We recently made the switch from Apache to nginx with uwsgi. Well, I say recently, as far as I can tell from the commit logs we started work on it around July 10th, so that’s almost two months ago! We just deployed it last week, and after a bumpy first few days it seems to be settling in well. We thought we’d share why we switched, and how it’s going.

tl;dr:

We switched because:

  • we need to dynamically configure new virtualhosts for our users
  • Apache won’t dynamically load config, it needs a restart graceful which is still too disruptive
  • a single, generic Apache config that handles all users is getting unweildy
  • nginx+uwsgi will make it much easier for us to do things like static files and per-user config tweaks
  • we’re also hoping for some performance improvements

Our experience was:

  • sure enough, nginx+uwsgi is much simpler to configure and much more flexible. but:-
  • Apache’s model is to only start workers when they’re needed. uwsgi starts them all up-front. That took some hacking, since we actually wanted the on-demand behaviour.
  • no perf. improvements out-of-the-box, but we think there’s lots of potential for tuning
  • we did plenty of functionality testing, but not enough load testing, so our first deploy was a little rough.

Onto the detail!

Apache graceful isn’t

For those that don’t know, PythonAnywhere allows users to develop but also host Python apps, either on our domain via a username.pythonanywhere.com subdomain, or from their own domain names. So we need to be able to dynamically add, remove and update virtualhost configs. One way or another, our web servers need to look at an incoming request, and, based on the domain name, redirect them to the appropriate Python WSGI application.

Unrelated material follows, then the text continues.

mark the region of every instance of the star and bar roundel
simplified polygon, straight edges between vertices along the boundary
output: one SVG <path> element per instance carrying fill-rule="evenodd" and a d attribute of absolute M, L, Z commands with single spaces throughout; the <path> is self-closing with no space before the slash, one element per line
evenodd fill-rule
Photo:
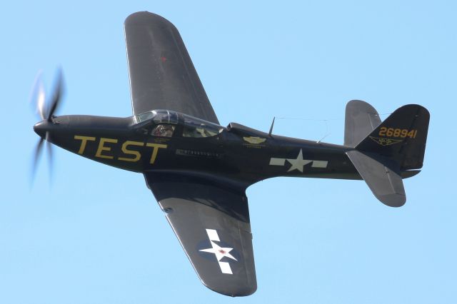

With Apache, there’s two ways of doing this - you can either write a config file for each user and domain, or you can try to write a single global config file that can handle any domain and point it to the right WSGI app. The problem is that the first approach requires you to bounce Apache for each config change - not nice: even if restart graceful doesn’t disconnect workers until they’ve finished existing requests, it still means that new requests have to wait for the server to spin up again - we don’t want to be taking down one of our web servers, even for just a few seconds, every time a new user signs up!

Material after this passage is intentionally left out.